First, behavior was contagious. The activities of our friends was the most important thing when it came to our own healthy behavior. I wrote on this blog about research that said unemployment could be “caught” between buddies. But the same held true, supposedly, for smoking, drinking, levels of happiness, exhaustion, and weight. The theory as to how this contagion works is interesting and, in my opinion, convincing. Here, the author is referencing weight contagion: “A person’s idea of an acceptable weight, or an acceptable portion size, changes when he sees how big his friends are or how much they eat.”
This was the claim of the researchers, and I buy it. My ideas of what is acceptable is directly influenced by my friends, if I’m being honest. Not just any friends but, for me, it’s the friends I see regularly. They influence what I deem “normal” and then, subconsciously or not, I adapt to fit that mold.
But “not so fast!” say the other scientists. (They really love challenging each other’s research don’t they? Tough crowd.) Apparently, according to the haters, it’s “impossible to separate homophily [the tendency to choose friends like oneself] from contagion.” So, basically, there’s no way of knowing if people are “catching” behaviors, or simply flocking to those who behave as they do. Birds of a feather and all that…
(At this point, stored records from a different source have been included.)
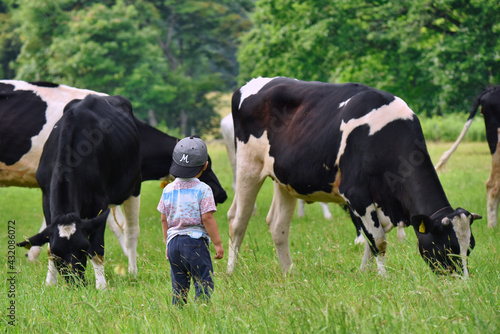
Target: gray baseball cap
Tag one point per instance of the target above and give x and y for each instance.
(189, 157)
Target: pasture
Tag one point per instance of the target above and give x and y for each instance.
(326, 293)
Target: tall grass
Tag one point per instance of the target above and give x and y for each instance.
(439, 128)
(326, 292)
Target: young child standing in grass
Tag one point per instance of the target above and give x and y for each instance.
(188, 224)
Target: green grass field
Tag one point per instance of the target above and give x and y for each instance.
(327, 293)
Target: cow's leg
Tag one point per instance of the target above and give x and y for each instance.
(377, 242)
(301, 208)
(116, 223)
(239, 215)
(52, 270)
(35, 251)
(493, 190)
(279, 219)
(326, 212)
(131, 211)
(98, 264)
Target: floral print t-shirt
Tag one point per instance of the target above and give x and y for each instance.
(183, 202)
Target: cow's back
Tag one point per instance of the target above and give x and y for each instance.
(92, 155)
(308, 126)
(28, 112)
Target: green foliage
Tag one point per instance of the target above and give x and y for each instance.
(448, 128)
(164, 56)
(436, 55)
(326, 293)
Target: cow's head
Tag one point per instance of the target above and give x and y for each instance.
(71, 241)
(209, 177)
(445, 242)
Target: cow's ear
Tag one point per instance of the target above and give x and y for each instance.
(421, 223)
(95, 224)
(39, 239)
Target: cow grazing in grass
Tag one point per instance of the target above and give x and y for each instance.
(489, 100)
(90, 161)
(29, 111)
(227, 130)
(344, 143)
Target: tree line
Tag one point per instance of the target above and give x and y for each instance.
(167, 55)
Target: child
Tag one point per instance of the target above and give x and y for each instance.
(188, 224)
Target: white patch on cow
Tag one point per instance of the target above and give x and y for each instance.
(461, 226)
(255, 153)
(252, 87)
(66, 231)
(376, 119)
(22, 173)
(378, 233)
(343, 104)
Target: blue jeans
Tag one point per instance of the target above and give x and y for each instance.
(190, 258)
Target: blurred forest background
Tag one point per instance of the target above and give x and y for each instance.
(174, 58)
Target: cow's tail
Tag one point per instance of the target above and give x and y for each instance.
(446, 155)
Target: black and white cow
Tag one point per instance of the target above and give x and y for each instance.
(29, 111)
(489, 100)
(227, 130)
(344, 143)
(90, 161)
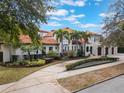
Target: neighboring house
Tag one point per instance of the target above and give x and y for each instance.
(93, 46)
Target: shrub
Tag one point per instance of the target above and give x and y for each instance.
(53, 54)
(71, 54)
(35, 63)
(73, 65)
(25, 63)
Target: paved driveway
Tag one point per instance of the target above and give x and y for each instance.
(112, 86)
(45, 80)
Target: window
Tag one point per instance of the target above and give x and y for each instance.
(87, 49)
(50, 48)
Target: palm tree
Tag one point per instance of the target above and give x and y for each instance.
(60, 35)
(76, 36)
(85, 36)
(69, 36)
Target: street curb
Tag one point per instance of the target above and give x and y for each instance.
(99, 83)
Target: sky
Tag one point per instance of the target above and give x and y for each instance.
(79, 15)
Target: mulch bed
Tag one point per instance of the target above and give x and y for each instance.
(82, 81)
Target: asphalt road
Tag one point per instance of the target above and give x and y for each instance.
(115, 85)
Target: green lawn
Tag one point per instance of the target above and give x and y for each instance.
(8, 74)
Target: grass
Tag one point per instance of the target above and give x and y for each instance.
(81, 81)
(12, 74)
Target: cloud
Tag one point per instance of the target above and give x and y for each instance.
(88, 25)
(106, 14)
(59, 12)
(78, 16)
(54, 24)
(98, 0)
(72, 11)
(55, 18)
(76, 22)
(73, 17)
(79, 3)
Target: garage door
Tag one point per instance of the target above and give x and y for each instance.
(1, 56)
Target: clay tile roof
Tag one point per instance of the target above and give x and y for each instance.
(48, 40)
(25, 39)
(43, 31)
(81, 41)
(92, 33)
(50, 33)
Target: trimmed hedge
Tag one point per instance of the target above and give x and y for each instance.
(73, 65)
(35, 63)
(25, 63)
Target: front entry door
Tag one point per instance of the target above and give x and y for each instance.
(106, 51)
(99, 51)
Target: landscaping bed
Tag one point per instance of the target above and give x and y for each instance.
(90, 62)
(85, 80)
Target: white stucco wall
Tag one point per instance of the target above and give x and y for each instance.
(6, 53)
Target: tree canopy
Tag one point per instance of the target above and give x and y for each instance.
(114, 24)
(22, 17)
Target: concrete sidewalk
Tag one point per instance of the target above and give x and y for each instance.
(45, 80)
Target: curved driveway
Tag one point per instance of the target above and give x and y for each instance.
(115, 85)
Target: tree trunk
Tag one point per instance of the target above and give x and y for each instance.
(29, 55)
(84, 49)
(10, 52)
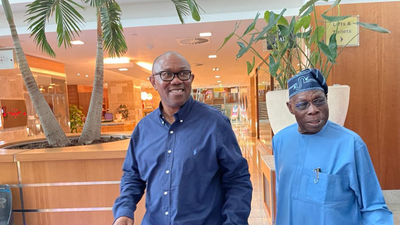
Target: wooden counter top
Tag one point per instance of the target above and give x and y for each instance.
(110, 150)
(8, 155)
(114, 123)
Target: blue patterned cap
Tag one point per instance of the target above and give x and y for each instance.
(307, 80)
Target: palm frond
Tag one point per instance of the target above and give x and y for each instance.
(186, 7)
(97, 3)
(113, 37)
(67, 18)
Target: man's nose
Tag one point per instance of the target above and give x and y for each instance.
(176, 80)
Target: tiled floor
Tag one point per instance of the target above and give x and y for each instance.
(257, 214)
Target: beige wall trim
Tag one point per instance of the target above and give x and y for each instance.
(64, 210)
(65, 184)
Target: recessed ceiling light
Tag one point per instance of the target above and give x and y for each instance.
(77, 42)
(147, 66)
(116, 60)
(205, 34)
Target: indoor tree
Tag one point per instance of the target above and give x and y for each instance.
(52, 129)
(68, 20)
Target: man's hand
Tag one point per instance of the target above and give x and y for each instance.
(123, 220)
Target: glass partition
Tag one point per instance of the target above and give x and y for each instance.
(53, 90)
(263, 125)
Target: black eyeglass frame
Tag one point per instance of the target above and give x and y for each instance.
(175, 75)
(317, 102)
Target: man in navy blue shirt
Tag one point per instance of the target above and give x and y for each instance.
(186, 156)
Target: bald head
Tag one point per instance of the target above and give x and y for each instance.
(170, 55)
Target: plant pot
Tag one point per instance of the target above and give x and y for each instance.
(280, 117)
(118, 117)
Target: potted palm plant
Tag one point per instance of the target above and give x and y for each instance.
(294, 46)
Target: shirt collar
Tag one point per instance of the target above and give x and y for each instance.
(182, 113)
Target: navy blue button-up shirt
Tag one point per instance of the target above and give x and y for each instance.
(193, 170)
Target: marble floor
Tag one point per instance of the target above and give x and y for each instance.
(258, 214)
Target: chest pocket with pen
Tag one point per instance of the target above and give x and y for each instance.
(323, 188)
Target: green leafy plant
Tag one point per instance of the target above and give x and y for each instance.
(295, 45)
(123, 109)
(75, 117)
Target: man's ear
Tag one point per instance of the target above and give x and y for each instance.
(290, 107)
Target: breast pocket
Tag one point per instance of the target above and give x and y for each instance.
(324, 189)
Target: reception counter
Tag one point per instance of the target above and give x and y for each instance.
(114, 126)
(72, 185)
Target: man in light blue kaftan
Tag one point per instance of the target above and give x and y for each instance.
(324, 174)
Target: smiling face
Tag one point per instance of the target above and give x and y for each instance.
(173, 93)
(313, 118)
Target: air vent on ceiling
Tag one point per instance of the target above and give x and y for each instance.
(193, 41)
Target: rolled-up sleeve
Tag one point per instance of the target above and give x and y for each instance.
(132, 186)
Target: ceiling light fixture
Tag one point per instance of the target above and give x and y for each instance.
(116, 60)
(77, 42)
(145, 65)
(205, 34)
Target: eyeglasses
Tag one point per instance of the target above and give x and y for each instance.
(183, 75)
(304, 105)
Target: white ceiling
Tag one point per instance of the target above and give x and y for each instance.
(151, 27)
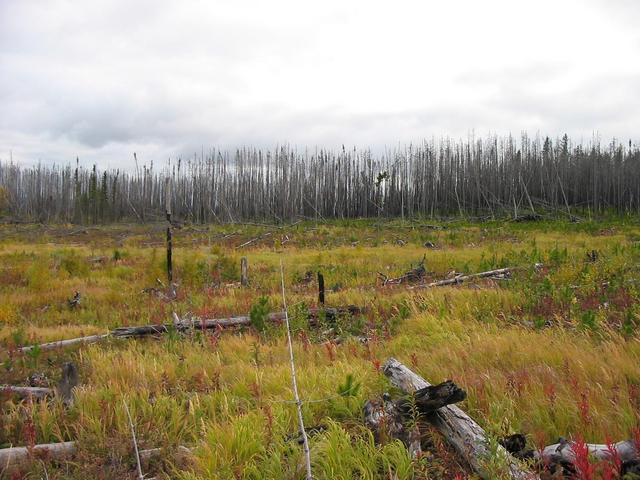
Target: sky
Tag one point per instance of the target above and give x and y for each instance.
(100, 79)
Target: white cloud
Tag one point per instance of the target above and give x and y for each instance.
(103, 79)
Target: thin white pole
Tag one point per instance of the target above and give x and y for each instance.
(305, 440)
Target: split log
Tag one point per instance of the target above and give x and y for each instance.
(460, 430)
(20, 458)
(26, 392)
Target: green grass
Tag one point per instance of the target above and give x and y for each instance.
(551, 353)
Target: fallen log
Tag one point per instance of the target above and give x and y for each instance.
(460, 430)
(19, 458)
(330, 313)
(561, 457)
(414, 275)
(564, 452)
(463, 278)
(64, 389)
(26, 392)
(398, 418)
(242, 320)
(64, 343)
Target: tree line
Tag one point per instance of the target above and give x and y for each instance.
(473, 177)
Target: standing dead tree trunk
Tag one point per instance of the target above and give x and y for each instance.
(169, 236)
(460, 430)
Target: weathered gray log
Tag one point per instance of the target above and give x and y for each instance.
(64, 343)
(398, 418)
(67, 383)
(329, 313)
(20, 458)
(460, 430)
(198, 323)
(563, 452)
(26, 392)
(17, 458)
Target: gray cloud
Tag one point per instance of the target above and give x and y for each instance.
(102, 79)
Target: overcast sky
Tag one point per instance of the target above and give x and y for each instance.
(102, 79)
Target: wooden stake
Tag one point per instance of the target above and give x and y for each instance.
(244, 272)
(320, 288)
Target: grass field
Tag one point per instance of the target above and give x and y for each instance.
(554, 351)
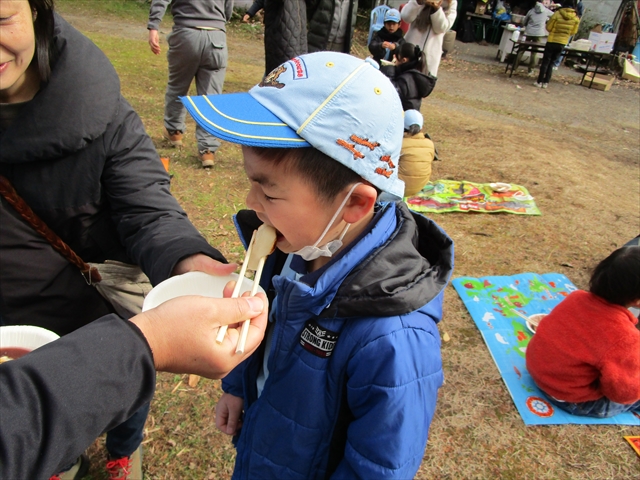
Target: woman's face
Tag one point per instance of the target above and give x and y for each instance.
(17, 47)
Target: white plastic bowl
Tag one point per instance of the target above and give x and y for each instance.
(25, 336)
(193, 283)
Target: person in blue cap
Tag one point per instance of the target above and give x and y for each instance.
(416, 157)
(346, 381)
(386, 41)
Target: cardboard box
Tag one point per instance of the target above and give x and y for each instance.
(602, 42)
(601, 82)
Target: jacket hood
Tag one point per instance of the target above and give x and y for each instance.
(568, 13)
(409, 270)
(72, 109)
(398, 267)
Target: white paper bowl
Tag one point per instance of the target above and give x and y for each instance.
(25, 336)
(193, 283)
(534, 320)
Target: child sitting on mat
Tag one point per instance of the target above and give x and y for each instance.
(346, 381)
(585, 355)
(416, 155)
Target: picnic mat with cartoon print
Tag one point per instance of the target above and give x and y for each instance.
(459, 196)
(492, 303)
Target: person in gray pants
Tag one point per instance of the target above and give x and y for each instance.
(197, 49)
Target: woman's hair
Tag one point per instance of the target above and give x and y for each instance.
(617, 277)
(46, 52)
(413, 54)
(328, 176)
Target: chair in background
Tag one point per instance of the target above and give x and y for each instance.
(377, 20)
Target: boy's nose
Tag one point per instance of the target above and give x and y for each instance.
(251, 201)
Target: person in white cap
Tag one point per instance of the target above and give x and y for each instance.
(346, 381)
(416, 156)
(386, 41)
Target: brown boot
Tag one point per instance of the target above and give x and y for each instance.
(206, 157)
(173, 136)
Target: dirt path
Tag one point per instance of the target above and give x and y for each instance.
(578, 153)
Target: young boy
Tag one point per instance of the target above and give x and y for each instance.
(416, 156)
(346, 380)
(389, 38)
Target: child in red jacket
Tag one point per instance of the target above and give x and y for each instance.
(585, 355)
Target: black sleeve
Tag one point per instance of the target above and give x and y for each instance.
(57, 400)
(151, 224)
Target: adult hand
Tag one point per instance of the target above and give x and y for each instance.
(154, 42)
(182, 333)
(202, 263)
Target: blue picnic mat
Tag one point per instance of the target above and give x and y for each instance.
(492, 302)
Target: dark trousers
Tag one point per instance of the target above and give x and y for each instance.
(551, 53)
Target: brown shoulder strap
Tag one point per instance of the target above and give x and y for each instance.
(90, 274)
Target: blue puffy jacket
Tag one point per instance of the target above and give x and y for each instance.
(355, 361)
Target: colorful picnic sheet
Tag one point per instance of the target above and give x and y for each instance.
(492, 302)
(459, 196)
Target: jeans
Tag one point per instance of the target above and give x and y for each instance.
(601, 408)
(551, 53)
(124, 439)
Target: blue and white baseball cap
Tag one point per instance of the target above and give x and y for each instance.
(337, 103)
(392, 15)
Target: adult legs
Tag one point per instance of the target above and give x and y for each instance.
(210, 77)
(551, 52)
(534, 56)
(184, 60)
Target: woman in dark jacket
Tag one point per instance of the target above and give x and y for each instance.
(78, 154)
(412, 85)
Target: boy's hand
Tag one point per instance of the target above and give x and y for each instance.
(229, 414)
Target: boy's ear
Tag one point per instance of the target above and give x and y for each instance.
(360, 203)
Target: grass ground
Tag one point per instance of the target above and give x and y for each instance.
(576, 150)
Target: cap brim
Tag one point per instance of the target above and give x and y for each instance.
(240, 118)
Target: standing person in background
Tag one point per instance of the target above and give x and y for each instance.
(429, 20)
(535, 30)
(197, 49)
(331, 24)
(285, 31)
(562, 25)
(416, 156)
(387, 41)
(77, 153)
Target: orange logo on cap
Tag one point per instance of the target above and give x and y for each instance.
(387, 159)
(351, 147)
(271, 80)
(364, 142)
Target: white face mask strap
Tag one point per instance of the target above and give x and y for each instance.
(335, 215)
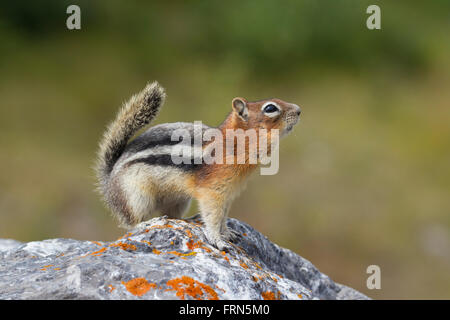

The end result: Smokers are friends with smokers, happy people hang with other happy people, and when your friends eat too much, you probably do too. The reasons why this is the case? Still up for debate.
Oh, the scientists. They’re just never satisfied.
Have you ever noticed that your behaviors are similar to the friends you associate with? If so, do you get the sense that you chose your pals (however subconsciously) because of these similarities? Or have you grown more similar–passing behaviors between you like the flu–as your relationship has progressed?